Tell me now, oh! man, wise in interpretation of dreams and omens, how it chanced that, on a Friday afternoon, turning suddenly out of Great Wattles-street, I should come into sudden and disagreeable collision with an humble individual of unprepossessing exterior, but with an eye that glowed with all the fire of genius? I had dreamed at night that the great idea of my life was to be fulfilled. What was the great idea of my life? I will tell you. With shame or sorrow I will tell you.
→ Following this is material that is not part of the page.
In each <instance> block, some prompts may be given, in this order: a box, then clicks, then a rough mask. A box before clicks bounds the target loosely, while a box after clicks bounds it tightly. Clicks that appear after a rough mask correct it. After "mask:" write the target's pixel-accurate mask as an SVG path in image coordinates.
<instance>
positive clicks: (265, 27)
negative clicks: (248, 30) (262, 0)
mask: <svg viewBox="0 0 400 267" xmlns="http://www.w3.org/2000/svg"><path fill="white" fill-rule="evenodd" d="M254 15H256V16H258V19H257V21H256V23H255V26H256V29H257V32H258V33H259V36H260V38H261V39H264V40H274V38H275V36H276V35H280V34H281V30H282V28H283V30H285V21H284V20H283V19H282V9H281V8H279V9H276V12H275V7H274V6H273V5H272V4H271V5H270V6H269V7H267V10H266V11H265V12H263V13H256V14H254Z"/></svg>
My thirst and passion from boyhood (predominating over the love of taws and running neck and neck with my appetite for toffee) has been for poetry — for poetry in its widest and wildest sense — for poetry untrammeled by the laws of sense, rhyme, or rhythm, soaring through the universe, and echoing the music of the spheres! From my youth, nay, from my very cradle, I have yearned for poetry, for beauty, for novelty, for romancement. When I say "yearned", I employ a word mildly expressive of what may be considered as an outline of my feelings in my calmer moments: it is about as capable of picturing the headlong impetuosity of my life-long enthusiasm as those unanatomical paintings which adorn the outside of the Adelphi, representing Flexmore in one of the many conceivable attitudes into which the human frame has never yet been reduced, are of conveying to the speculative pitgoer a true idea of the feats performed by that extraordinary compound of humanity and Indian-rubber.
I have wandered from the point: that is a peculiarity, if I may be permitted to say so, incidental to life; and, as I remarked on an occasion which time will not suffer me more fully to specify, "What, after all, is life?" nor did I find any one of the individuals present (we were a party of nine, including the waiter, and it was while the soup was being removed that the above-recorded observation was made) capable of furnishing me with a rational answer to the question.
The verses which I wrote at an early period of life were eminently distinguished by a perfect freedom from conventionalism, and were thus unsuited to the present exactions of literature: in a future age they will be read and admired, "when Milton," as my venerable uncle has frequently exclaimed, "when Milton and such like are forgot!" Had it not been for this sympathetic relative, I firmly believe that the poetry of my nature would never have come out; I can still recall the feelings which thrilled me when lie offered me sixpence for a rhyme to "despotism". I never succeeded, it is true, in finding the rhyme, but it was on the very next Wednesday that I penned my well known "Sonnet on a Dead Kitten", and in the course of a fortnight had commenced three epics, the titles of which I have unfortunately now forgotten.